DB Databases/McPAS-TCR-filtred.csv CDR3.beta.aa [PubMed.ID, Pathology, Additional.study.details]

DB Databases/vdjdb.csv cdr3 [antigen.gene, antigen.species, mhc.a, gene]

DB Databases/TCRdb_all_sequnces.csv AASeq [TCRDB_project_ID, RunId, cloneFraction]



# Smith–Waterman algorithm

SWA_tolerance 0.9

SWA_gap_score -1000

SWA_mismatch_score 0

SWA_match_score 1



# Blastp Algorithm

BLAST_e_value 0.05

BLAST_database_name clip_seq_db

BLAST_output_name blastp_output.txt



# Hamming distance

HD_max_distance 1



# Multiprocessing

number_of_processors 3

Syntax of config file:


# QUERY - query database 

QUERY >Name of query database< >Name of column with sequence<



# DB - Databases with the data we want to analyze

DB >Name of data database< >Name of column with sequence< >identifiers of sequence<



# SWA_tolerance - tolerance of Smith Waterman algorithm (score/max_score)

SWA_tolerance >float<



# Smith Waterman scoring

SWA_gap_score >int<

SWA_mismatch_score >int<

SWA_match_score >int<

SWA_matrix >name of scoring matrix<

SWA_mode >local | global<



BLAST_e_value >float<

BLAST_database_name >the name of the blast database that will be created if needed<

BLAST_output_name >name of output file<



HD_max_distance >Maximum Hamming distance(int)<



number_of_processors >number of processors for multprocessing(int)<

Inserting config file to program:

from Database_comparator import db_compare



if __name__ == "__main__":

  cfg_file = 'path_to_config_file.txt'

  db = db_compare.DB_comparator(cfg_file)

Usage

The program provides several modules designed to specific analysis methods.

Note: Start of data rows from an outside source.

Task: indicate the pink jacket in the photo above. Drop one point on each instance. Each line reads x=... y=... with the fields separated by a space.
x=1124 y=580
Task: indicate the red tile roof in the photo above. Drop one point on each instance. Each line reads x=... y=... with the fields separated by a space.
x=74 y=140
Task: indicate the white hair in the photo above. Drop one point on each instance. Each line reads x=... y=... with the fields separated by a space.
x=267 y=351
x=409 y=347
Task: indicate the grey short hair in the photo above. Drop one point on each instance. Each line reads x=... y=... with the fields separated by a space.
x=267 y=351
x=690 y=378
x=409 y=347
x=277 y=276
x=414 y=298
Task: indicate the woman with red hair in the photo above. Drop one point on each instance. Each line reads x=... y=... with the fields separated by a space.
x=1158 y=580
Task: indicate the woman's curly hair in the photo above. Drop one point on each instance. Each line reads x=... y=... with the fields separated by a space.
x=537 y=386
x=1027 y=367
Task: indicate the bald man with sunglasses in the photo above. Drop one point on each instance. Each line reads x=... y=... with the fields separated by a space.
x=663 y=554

from Database_comparator import db_compare



if __name__ == "__main__":

  cfg_file = 'path_to_config_file.txt'

  db = db_compare.DB_comparator(cfg_file)

  

  # Modules

  db_exact_match = db.exact_match # Used fot exact match search

  db_aligner = db.aligner # Used for Smith Waterman algorithm

  db_blast = db.blast # Used for BLAST search

  db_hamming = db.hamming_distances # Used for finding Hamming distances between sequences

Database Comparator allows for the export of results in

various file formats, including Excel, CSV, and Markdown, making it easy

to document findings.

# Exporting results

from Database_comparator import db_compare



if __name__ == "__main__":

  cfg_file = 'path_to_config_file.txt'

  db = db_compare.DB_comparator(cfg_file)

  

  # Data computing....

  

  db.export_data_frame(output_file="Results.xlsx", data_format="xlsx")

  db.export_data_frame(output_file="Results.csv", data_format="csv")

Exact match

The exact_match module is used to find exact matches between sequences

in the query database and data databases. It allows you to perform exact

match searches in single databases or across all configured databases.

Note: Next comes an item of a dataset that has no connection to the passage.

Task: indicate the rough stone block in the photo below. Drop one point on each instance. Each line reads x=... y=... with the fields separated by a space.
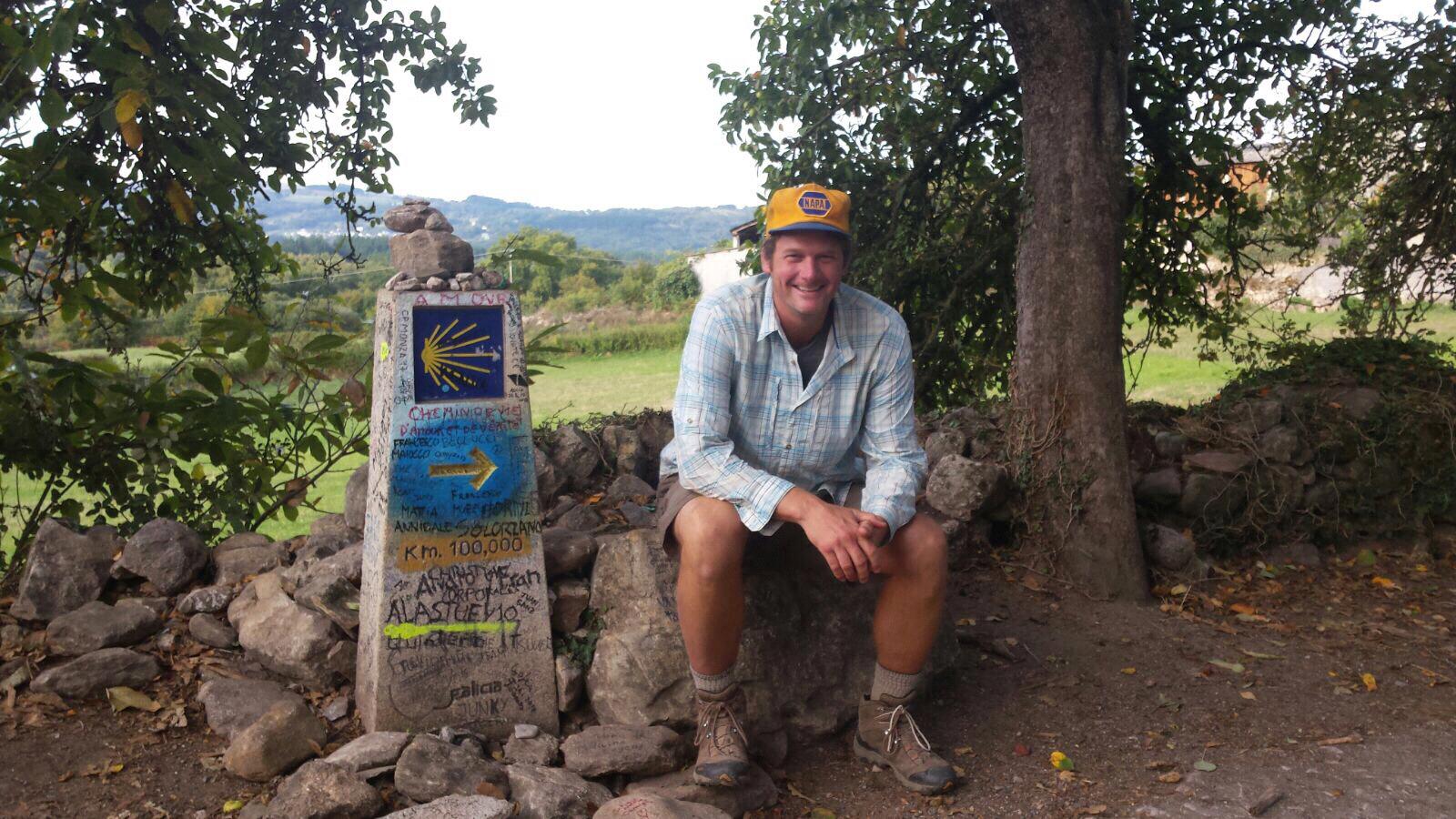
x=453 y=605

Users can also take advantage of multiprocessing to expedite the process.

from Database_comparator import db_compare



if __name__ == "__main__":

  cfg_file = 'path_to_config_file.txt'

  db = db_compare.DB_comparator(cfg_file)

  

  # Program will search in single database for exact match with query database

  db.exact_match.exact_match_search_in_single_database(database_index=0)

  #Multiprocessing

  db.exact_match.exact_match_search_in_single_database(database_index=0, parallel=True)

  db.exact_match.exact_match_search_in_single_database_MULTIPROCESSING(database_index=0)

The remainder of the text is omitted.